Friday, October 15, 2010

Peter Schiff On Gold, Dollar, Inflation, Fed and China

Peter Schiff is known for his justified criticism of the Federal Reserve and the disastrous policies they've enacted which is the destroying the economic life of the United States and its citizens, and ultimately affects nations around the world.

Although he sees a disaster coming if they don't change course, there are things people can do to protect themselves against the addictive Federal Reserve policy of printing money, which is another way of saying inflating.

Today they've attempted to change the name to quantitative easing to make it sound like they're doing something different. But it's the same thing.

While Schiff sees hope, he doesn't think the government and the Federal Reserve will do the right thing, and they're going to keep on inflating. Which means they're going to print money to acquire bonds. It's only a matter of how much they're going to buy, not whether or not they're going to do it.

The result of all this will be gold prices and many other commodity prices continuing to rise, the U.S. dollar continuing to collapse, and inflation in other areas soaring.

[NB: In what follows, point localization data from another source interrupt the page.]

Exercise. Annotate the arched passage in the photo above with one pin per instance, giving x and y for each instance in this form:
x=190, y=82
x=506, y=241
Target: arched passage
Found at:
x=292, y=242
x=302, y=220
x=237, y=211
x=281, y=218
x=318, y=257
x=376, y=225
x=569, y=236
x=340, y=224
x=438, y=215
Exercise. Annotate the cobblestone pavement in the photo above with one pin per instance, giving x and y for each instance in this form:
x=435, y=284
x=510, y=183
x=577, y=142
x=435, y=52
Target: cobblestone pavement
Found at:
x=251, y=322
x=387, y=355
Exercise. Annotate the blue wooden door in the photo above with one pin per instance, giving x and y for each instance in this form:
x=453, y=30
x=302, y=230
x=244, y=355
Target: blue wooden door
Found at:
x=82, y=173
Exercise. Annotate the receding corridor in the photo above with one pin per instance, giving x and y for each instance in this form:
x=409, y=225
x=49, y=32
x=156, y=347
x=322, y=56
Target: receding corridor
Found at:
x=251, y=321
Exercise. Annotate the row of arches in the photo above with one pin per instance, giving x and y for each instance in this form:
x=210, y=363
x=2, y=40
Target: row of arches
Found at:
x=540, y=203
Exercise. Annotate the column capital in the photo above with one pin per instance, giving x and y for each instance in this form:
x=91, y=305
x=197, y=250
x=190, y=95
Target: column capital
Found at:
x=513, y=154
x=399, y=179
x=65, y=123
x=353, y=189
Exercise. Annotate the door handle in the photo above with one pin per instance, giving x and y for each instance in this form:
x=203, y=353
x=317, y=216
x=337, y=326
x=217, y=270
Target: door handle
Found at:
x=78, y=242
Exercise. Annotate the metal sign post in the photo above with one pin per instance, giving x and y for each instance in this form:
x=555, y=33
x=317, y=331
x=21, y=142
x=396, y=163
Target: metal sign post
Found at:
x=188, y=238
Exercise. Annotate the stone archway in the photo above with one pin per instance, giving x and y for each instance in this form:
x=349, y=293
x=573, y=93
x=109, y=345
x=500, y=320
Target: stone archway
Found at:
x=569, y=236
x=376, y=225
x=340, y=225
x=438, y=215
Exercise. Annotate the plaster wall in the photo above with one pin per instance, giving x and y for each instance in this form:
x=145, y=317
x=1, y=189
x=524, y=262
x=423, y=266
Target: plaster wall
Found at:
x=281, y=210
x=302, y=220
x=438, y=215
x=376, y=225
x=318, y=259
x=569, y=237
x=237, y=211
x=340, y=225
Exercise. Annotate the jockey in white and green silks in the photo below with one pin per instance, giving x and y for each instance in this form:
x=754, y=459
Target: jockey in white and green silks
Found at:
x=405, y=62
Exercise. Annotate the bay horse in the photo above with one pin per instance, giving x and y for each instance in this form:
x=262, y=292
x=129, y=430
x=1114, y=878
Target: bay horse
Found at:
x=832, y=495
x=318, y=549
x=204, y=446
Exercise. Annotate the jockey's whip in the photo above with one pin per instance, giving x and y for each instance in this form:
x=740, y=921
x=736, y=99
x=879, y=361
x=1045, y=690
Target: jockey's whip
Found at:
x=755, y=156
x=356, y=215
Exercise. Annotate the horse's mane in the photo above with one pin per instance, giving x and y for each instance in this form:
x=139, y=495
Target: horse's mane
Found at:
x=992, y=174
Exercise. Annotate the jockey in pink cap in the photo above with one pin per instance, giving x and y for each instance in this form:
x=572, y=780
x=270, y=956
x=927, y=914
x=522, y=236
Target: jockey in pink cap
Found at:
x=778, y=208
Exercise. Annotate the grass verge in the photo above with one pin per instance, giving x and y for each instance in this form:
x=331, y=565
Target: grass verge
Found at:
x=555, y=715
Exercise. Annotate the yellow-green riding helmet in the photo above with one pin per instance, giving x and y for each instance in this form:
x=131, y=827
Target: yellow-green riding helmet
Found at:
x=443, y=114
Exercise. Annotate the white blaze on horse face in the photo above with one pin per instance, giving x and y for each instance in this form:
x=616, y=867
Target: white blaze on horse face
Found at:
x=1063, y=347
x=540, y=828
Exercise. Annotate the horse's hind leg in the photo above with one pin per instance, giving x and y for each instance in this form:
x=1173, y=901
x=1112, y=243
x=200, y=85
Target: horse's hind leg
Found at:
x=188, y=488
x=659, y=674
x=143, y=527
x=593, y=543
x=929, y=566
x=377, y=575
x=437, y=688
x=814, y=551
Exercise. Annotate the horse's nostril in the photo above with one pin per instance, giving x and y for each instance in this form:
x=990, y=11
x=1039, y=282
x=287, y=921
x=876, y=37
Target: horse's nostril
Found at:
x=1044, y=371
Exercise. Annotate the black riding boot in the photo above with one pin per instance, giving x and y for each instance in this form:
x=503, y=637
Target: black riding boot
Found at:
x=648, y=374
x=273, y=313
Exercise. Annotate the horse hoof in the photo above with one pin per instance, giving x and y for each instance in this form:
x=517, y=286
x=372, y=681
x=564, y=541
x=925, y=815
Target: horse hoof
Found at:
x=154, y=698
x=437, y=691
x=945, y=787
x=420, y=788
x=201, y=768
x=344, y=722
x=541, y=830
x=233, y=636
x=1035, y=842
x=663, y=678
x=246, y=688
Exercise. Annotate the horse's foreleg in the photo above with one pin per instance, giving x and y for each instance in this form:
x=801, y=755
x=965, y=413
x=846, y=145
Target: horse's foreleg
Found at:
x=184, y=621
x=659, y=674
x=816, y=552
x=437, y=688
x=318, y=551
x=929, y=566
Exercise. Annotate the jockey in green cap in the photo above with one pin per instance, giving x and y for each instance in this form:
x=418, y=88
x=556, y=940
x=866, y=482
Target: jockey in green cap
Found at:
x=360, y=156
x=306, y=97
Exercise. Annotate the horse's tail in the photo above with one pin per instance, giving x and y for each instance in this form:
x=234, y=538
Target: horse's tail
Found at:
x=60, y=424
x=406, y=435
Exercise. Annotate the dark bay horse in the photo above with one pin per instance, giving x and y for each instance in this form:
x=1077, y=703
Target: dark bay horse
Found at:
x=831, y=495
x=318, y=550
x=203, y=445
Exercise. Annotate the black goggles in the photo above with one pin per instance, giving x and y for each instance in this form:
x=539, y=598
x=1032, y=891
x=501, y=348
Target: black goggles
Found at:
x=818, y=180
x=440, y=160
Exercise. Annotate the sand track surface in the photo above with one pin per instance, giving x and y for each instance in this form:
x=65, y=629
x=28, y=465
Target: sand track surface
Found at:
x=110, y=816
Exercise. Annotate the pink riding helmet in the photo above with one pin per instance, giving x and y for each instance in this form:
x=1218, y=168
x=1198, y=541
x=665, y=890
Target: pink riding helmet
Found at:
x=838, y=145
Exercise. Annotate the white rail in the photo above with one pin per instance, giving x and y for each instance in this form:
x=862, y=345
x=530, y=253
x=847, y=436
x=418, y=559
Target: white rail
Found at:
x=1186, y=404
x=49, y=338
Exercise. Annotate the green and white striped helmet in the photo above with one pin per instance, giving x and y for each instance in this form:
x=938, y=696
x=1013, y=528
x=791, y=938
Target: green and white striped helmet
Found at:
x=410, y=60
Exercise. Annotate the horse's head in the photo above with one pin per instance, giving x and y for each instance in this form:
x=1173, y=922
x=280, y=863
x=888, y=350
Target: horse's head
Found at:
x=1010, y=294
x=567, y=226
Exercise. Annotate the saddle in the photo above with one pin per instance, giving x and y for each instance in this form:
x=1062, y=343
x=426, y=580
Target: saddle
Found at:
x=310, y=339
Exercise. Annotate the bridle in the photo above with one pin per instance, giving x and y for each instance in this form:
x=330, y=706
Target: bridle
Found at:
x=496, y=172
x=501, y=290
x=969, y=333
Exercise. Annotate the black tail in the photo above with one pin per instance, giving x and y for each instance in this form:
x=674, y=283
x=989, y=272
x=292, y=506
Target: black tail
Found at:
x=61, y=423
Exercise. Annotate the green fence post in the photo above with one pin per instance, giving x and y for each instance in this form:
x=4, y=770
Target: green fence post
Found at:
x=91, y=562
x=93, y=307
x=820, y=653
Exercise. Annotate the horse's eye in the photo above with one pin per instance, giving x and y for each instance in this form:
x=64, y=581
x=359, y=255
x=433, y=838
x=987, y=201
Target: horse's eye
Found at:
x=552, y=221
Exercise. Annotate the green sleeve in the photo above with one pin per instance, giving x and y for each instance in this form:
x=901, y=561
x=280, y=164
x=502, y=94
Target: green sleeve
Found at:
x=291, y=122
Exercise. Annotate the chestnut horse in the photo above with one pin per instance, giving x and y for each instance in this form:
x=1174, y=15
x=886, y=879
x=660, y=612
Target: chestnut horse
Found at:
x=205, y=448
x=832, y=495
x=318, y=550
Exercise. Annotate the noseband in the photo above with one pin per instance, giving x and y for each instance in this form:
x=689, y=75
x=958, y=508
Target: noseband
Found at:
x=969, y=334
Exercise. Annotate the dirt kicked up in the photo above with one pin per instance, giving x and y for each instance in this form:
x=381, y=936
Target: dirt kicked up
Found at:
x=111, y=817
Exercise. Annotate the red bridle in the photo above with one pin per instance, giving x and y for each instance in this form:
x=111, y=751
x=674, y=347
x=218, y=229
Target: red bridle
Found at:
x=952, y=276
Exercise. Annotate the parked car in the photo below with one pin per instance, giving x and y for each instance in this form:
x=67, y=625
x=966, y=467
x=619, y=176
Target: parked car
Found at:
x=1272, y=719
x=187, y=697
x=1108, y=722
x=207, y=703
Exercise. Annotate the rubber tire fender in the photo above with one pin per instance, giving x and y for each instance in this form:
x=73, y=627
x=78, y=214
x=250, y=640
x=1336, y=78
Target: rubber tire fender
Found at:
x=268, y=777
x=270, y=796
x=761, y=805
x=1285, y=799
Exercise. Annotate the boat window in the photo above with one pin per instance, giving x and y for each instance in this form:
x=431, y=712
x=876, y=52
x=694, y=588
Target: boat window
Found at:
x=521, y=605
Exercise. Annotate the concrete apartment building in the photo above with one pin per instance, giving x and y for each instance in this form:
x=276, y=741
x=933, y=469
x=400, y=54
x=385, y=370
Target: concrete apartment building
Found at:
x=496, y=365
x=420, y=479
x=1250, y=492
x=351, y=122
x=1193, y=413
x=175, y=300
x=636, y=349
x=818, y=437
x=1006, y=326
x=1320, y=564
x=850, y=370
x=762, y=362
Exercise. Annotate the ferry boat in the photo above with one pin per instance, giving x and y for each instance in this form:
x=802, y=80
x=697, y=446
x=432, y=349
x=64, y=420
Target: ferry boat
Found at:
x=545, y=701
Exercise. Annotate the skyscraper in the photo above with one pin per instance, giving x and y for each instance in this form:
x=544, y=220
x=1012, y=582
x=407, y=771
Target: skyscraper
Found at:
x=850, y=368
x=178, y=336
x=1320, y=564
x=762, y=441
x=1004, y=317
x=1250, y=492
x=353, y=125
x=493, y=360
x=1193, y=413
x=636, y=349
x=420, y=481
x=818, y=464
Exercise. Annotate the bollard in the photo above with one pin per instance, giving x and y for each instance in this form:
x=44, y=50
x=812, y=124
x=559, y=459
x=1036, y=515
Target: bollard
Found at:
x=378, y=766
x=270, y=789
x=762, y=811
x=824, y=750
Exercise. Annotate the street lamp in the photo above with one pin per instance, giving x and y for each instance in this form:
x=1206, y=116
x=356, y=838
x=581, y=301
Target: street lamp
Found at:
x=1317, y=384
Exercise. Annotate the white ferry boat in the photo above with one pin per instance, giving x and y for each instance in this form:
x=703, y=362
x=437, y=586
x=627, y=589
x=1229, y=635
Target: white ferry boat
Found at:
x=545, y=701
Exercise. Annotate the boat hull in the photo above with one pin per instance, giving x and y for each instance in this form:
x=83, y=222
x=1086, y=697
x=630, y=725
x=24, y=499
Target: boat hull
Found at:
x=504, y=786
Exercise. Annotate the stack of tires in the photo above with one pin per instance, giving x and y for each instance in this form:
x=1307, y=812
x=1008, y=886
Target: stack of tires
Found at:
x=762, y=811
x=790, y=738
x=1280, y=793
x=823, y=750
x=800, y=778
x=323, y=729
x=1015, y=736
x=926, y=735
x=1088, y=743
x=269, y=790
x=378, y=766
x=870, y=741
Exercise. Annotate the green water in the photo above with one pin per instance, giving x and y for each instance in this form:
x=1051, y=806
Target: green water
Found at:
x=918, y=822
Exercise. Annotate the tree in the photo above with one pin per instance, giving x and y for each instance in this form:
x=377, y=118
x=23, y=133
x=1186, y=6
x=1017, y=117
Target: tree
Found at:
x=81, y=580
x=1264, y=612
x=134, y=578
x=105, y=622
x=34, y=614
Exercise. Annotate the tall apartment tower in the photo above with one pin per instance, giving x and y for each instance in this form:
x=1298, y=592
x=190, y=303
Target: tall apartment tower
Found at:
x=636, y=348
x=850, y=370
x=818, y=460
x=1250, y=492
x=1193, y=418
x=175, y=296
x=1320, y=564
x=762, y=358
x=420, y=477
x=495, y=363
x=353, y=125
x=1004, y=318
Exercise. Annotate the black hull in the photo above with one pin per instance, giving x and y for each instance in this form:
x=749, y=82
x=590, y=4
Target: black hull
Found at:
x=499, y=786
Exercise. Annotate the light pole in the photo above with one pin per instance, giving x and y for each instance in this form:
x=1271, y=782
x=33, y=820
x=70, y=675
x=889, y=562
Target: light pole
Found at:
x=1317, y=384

Schiff says the government will attempt to hide the amount of inflation they're creating, but the ongoing rate of unemployment will force them to continue to print money, which will eventually reveal the monster they've created, as they acquire an enormous amount of bonds with each round of quantitative easing.

Another possible scenario, says Schiff, is he sees the possibility of Treasury yields being held back by the Federal Reserve. At that time corporate and municipal bonds would probably surge, which could woo the Fed into acquiring them too. If that happens, in Schiff's view, he sees the potential complete collapse of the U.S. dollar.

Probably the best hedge against all of this happening, or even part of it happening, is to hold gold.

Schiff says he believes gold and the Dow will eventually move to a 1-to-1 relationship. He has no idea what that number will be, but if the Dow were to move to 10,000, he sees gold moving to $10,000. If the Dow is at 3,000, he sees gold at $3,000 an ounce, etc.

According to Schiff, he sees a correlation between the bear markets of 1930s and the 1970s. In 1932 said Schiff, an ounce of gold equaled the value of the Dow. The same happened in 1980 after the bear market of the 1970s.

When the Dow shrinks in value, it tends to line up with the price of an ounce of gold.

If we end up entering into a period of hyperinflation, all bets are off there as far as the value of the dollar, which could lost almost all its value, according to Schiff.

Besides gold, Schiff likes the agricultural sector, energy, commodities in general, and China.

Everyone should own at least some gold says Schiff.